How do you tell the story of Michael Schumacher’s incredible, record-breaking career? That’s the so-far unequalled seven world titles, 91 victories and 155 podiums, in case you needed reminding. This is how the Ferrari Museum in Maranello has chosen to do it, opening the special ‘Michael 50’ exhibition on January 3, Michael’s 50th birthday. Fans and representatives of Scuderia Ferrari Clubs from all over Europe attended the official opening, and it’s now open to the public until April 30. It’s packed with cars from Michael’s time at Ferrari, not just F1 but the road cars that he helped to develop as well.
The centerpiece is the Hall of Victories, which displays some of the most important Ferrari single-seaters driven in Michael’s eleven years with Scuderia Ferrari. They include: the F310 of 1996, in which Schumacher won three grand prix in his first season with Ferrari; the F399, which was the car that won the Constructors’ title in 1999; the F1-2000 of the legendary ‘Alba Rossa’ (‘Red Dawn’), when at Suzuka Michael secured Ferrari its first world title since Jody Scheckter 21 years before; the record-breaking F2002 and F2004; and the 248 F1 of 2006, in which he won the Chinese GP for his 72nd and final victory with Ferrari.
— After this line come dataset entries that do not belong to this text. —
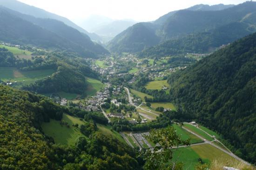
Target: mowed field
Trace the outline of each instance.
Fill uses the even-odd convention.
[[[159,107],[162,107],[166,109],[171,109],[172,111],[176,110],[175,106],[170,102],[152,102],[150,104],[151,104],[151,107],[154,109],[156,109]]]
[[[141,100],[143,101],[145,101],[145,99],[144,99],[144,98],[145,97],[145,96],[147,96],[147,97],[148,98],[153,98],[153,96],[149,95],[147,94],[143,93],[142,92],[139,92],[139,91],[136,91],[135,90],[133,90],[133,89],[130,89],[130,90],[131,90],[131,92],[132,93],[133,93],[133,94],[134,94],[135,96],[136,96],[137,97],[140,97],[140,98],[141,98]]]
[[[82,121],[66,114],[63,114],[62,120],[67,121],[70,127],[61,125],[60,121],[51,119],[50,122],[42,124],[43,131],[53,137],[55,143],[68,145],[74,145],[78,137],[85,137],[78,128],[72,126],[75,124],[82,124]]]
[[[181,137],[182,137],[182,140],[187,140],[190,138],[191,139],[190,144],[194,144],[203,142],[200,138],[183,129],[178,124],[174,124],[172,125],[172,126],[173,126],[175,129],[176,133],[181,135]]]
[[[97,127],[99,131],[106,135],[110,135],[113,137],[115,138],[121,142],[126,144],[123,137],[118,132],[112,130],[111,126],[97,124]]]
[[[227,161],[235,158],[209,144],[202,144],[184,148],[180,148],[173,154],[173,161],[183,163],[184,170],[195,170],[195,166],[201,158],[203,162],[209,163],[210,161],[222,157]]]
[[[161,90],[163,86],[169,87],[167,80],[154,81],[148,82],[145,86],[147,89]]]
[[[0,78],[4,81],[16,81],[23,85],[28,85],[51,76],[54,72],[53,69],[21,71],[13,67],[0,67]]]
[[[197,135],[201,136],[206,140],[208,140],[209,141],[211,141],[214,140],[212,137],[207,135],[206,133],[204,133],[202,131],[191,124],[184,124],[184,127],[193,131],[195,133],[196,133]]]
[[[89,96],[94,95],[97,92],[99,91],[105,86],[104,84],[97,79],[87,77],[86,80],[89,84],[87,92],[86,92],[87,94]]]
[[[108,65],[106,65],[104,64],[104,61],[103,61],[96,60],[95,62],[95,64],[99,65],[99,66],[101,68],[104,68],[108,67]]]
[[[18,56],[20,59],[31,59],[31,54],[32,52],[21,50],[17,47],[10,47],[2,45],[0,45],[0,48],[3,47],[5,47],[8,49],[8,50],[12,52],[15,57]]]

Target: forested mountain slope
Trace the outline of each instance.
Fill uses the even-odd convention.
[[[256,2],[253,1],[246,2],[238,5],[227,7],[220,8],[224,9],[221,10],[211,10],[200,6],[194,7],[186,10],[174,11],[160,17],[155,22],[150,23],[150,25],[146,25],[144,23],[140,23],[128,28],[119,35],[117,35],[109,42],[108,47],[113,52],[141,52],[150,46],[158,45],[169,40],[173,40],[182,38],[188,35],[208,33],[212,33],[215,30],[218,30],[221,28],[226,27],[228,30],[224,30],[226,33],[228,32],[228,26],[234,23],[241,23],[247,26],[239,27],[241,30],[238,32],[254,32],[256,28]],[[214,9],[213,8],[213,9]],[[143,25],[143,26],[141,26]],[[139,30],[134,27],[140,26]],[[151,29],[150,33],[144,34],[148,32],[147,29]],[[219,32],[217,32],[219,33]],[[241,33],[238,38],[242,38],[244,34]],[[139,36],[138,35],[139,35]],[[237,36],[229,34],[229,39],[236,39]],[[130,39],[129,37],[136,36],[137,39]],[[221,36],[218,34],[213,35],[214,39],[218,39]],[[153,41],[151,44],[148,44],[148,39],[160,39],[159,41]],[[222,38],[219,41],[224,42],[225,38]],[[139,43],[140,48],[136,47]],[[168,42],[168,43],[169,43]],[[222,44],[224,44],[222,43]],[[134,46],[126,46],[127,44]],[[113,46],[115,47],[113,48]],[[169,47],[172,48],[173,47]],[[179,46],[178,48],[184,48],[184,46]],[[189,50],[190,49],[189,49]]]
[[[42,122],[60,120],[64,113],[78,111],[83,112],[0,85],[0,169],[140,169],[128,145],[99,132],[80,137],[72,147],[55,144],[44,134]]]
[[[256,160],[256,33],[172,75],[170,97],[221,134],[235,154]]]
[[[153,58],[187,53],[210,53],[223,45],[227,45],[255,32],[256,27],[250,26],[252,25],[244,22],[231,23],[209,32],[192,33],[166,41],[143,50],[137,55],[140,57]]]
[[[88,33],[65,17],[49,13],[43,9],[31,6],[16,0],[0,0],[0,5],[20,13],[42,19],[51,19],[64,22],[81,33],[88,35],[92,39],[99,40],[101,38],[96,34]]]
[[[86,35],[63,22],[22,14],[0,7],[2,26],[0,40],[18,44],[32,44],[45,48],[76,52],[87,57],[108,53]]]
There’s also a display of the road cars that Michael worked on as a developer, a side of him that is less well-known. When he left Formula 1, Michael continued to work with Ferrari, assisting the Scuderia and also aiding the development of some of the road cars, including the 430 Scuderia in 2007 and the Ferrari California in 2008. These cars are shown off within the ‘Michael 50’ exhibition.
The other exhibitions at the Ferrari Museum, ‘Driven by Enzo’ and ‘Passion and Legend’, will continue to run alongside ‘Michael 50’. Entry to the Museum costs €17 per person, €7 for under-19s and €15 for students and over-65s. It’s open seven days a week, 9.30am to 6pm.